An airplane, whose air speed is 480 km/h is suppose to fly in a straight path 28.0 degrees N of E. But a steady 100k/m wind is blowing from the north. In what direction should the plane head.

Well my problem is I'm having problem drawing this vector. I can't seem to get that 28degrees N of E inside the angle of my vector diagram. Someone please show me how to draw it.

[HallsofIvy]

An airplane, whose air speed is 480 km/h is suppose to fly in a straight path 28.0 degrees N of E. But a steady 100k/m wind is blowing from the north. In what direction should the plane head.

Well my problem is I'm having problem drawing this vector. I can't seem to get that 28degrees N of E inside the angle of my vector diagram. Someone please show me how to draw it.


Uh, that is the easy part of the problem! Draw a horizontal line representing "East" at the left end it measure an angle up 28 degrees. Draw an arrow from the left end of your horizontal line in that direction. Draw an arrow straight down representing the wind (which I hope is actually 100 km/hr) with "length" 100. Connect your beginning and end points to form a triangle. That last line should have "length" 480 and its direction is the direction in which the plane should head.

[krypt0nite]

Could you draw that in paint or something really quickly because its hard to understand. But anyways the answer i got is 40 degrees N of S is the direction it should head in. Is that correct?

[HallsofIvy]

No, I can't use Paint: the file is much too large to upload.

Surely you don't mean "N of S"! If you got 40 degrees N of E, that's pretty close.

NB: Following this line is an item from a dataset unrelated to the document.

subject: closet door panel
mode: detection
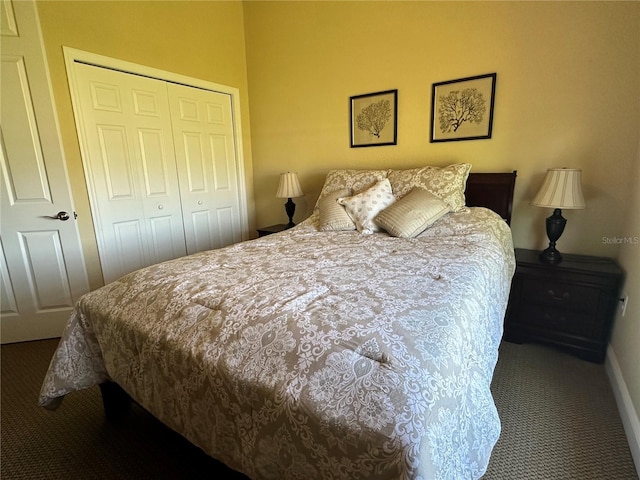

In my picture, the angle between the horizontal axis and the "flight path" is 28 degrees. By "alternate interior angles" the angle the horizontal makes with that same "flight path" at the other end is also 28 degrees and so the angle inside the triangle at that point (from the "flight path" to north) is 90+ 28= 118 degrees. Now use the sine law: that 118 degree angle is opposite the 480 km/h line. The angle opposite the 100 km/h line is given by sin(A)/100= sin(118)/480 so A is about 10.6 degrees. The heading of the airplane should be that plus the original 28: about 38.6 degees North of East.